The assessment gave us domains. Now go one level deeper: how do the *pieces*
connect? This is the map an engineer needs before touching anything.
## What to produce
Write a one-off analysis script (Python or shell — your choice) that parses
the source under `legacy/$1` and extracts the four datasets below. Three
principles apply across stacks; getting them wrong produces a misleading map:
1. **Edges live in two places** — direct calls in source, *and* dispatcher/
router calls whose targets are variables (config tables, route maps,
dependency injection, dynamic dispatch). Resolve variables against config
before declaring an edge unresolvable.
2. **The code↔storage join is usually external configuration**, not source —
job/deployment descriptors map logical names to physical stores.

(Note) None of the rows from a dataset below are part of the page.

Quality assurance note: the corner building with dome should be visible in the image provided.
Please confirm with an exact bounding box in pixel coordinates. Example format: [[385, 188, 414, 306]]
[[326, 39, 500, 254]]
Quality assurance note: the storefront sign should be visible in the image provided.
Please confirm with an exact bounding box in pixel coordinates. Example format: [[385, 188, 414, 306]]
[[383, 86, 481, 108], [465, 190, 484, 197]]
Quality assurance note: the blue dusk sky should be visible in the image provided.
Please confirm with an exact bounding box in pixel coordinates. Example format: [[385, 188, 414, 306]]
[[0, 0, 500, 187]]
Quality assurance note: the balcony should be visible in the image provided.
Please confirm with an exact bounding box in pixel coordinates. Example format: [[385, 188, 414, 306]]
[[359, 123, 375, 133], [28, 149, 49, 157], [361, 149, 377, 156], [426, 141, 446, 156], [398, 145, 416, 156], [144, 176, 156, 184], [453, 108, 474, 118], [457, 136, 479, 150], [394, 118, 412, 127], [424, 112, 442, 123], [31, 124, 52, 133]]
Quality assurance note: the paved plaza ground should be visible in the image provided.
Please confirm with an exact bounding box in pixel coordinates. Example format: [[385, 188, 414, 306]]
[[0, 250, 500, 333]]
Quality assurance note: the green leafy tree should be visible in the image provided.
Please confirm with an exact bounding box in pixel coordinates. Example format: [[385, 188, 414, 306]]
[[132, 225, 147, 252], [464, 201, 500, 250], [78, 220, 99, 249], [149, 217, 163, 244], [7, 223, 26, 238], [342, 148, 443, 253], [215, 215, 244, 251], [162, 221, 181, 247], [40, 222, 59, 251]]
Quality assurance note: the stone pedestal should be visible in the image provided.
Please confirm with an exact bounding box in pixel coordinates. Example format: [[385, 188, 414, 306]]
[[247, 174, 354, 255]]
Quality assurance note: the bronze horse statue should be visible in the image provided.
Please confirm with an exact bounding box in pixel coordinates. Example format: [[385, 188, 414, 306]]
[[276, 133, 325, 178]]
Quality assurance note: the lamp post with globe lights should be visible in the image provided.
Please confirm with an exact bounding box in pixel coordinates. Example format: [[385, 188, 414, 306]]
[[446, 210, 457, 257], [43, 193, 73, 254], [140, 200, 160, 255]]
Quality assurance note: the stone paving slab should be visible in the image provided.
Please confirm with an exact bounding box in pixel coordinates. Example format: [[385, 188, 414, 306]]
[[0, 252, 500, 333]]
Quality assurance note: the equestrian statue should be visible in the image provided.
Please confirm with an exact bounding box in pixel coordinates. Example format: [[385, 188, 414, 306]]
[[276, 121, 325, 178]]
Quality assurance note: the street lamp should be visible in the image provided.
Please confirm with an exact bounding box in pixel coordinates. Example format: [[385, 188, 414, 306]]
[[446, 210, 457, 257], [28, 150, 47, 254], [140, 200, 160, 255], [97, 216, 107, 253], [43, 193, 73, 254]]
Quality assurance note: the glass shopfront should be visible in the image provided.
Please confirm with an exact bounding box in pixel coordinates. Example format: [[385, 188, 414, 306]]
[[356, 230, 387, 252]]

3. **Entry points usually live in deployment config**, not source — without
parsing it, every top-level module looks unreachable.
Extract:
- **Program/module call graph** — direct calls (`CALL`, method invocations,
`import`/`require`) *and* dispatcher calls (`EXEC CICS LINK/XCTL`, DI
container wiring, framework routing, reflection/factory). Resolve variable
call targets against route tables, copybooks, config, or constant pools.
- **Data dependency graph** — which modules read/write which data stores,
joined through the relevant config: `SELECT…ASSIGN TO` ↔ JCL `DD` (batch
COBOL), `EXEC CICS READ/WRITE…FILE()` ↔ CSD `DEFINE FILE` (CICS online),
`EXEC SQL` table refs (embedded SQL), ORM annotations/mappings (Java/.NET),
model files (Node/Python/Ruby). Include UI/screen bindings (BMS maps, JSPs,
templates) — they're dependencies too.
- **Entry points** — whatever the stack's outermost invoker is, read from
where it's defined: JCL `EXEC PGM=` and CICS CSD `DEFINE TRANSACTION`
(mainframe), `web.xml`/route annotations/route files (web), `main()`/argv
parsing (CLI), queue/scheduler subscriptions (event-driven).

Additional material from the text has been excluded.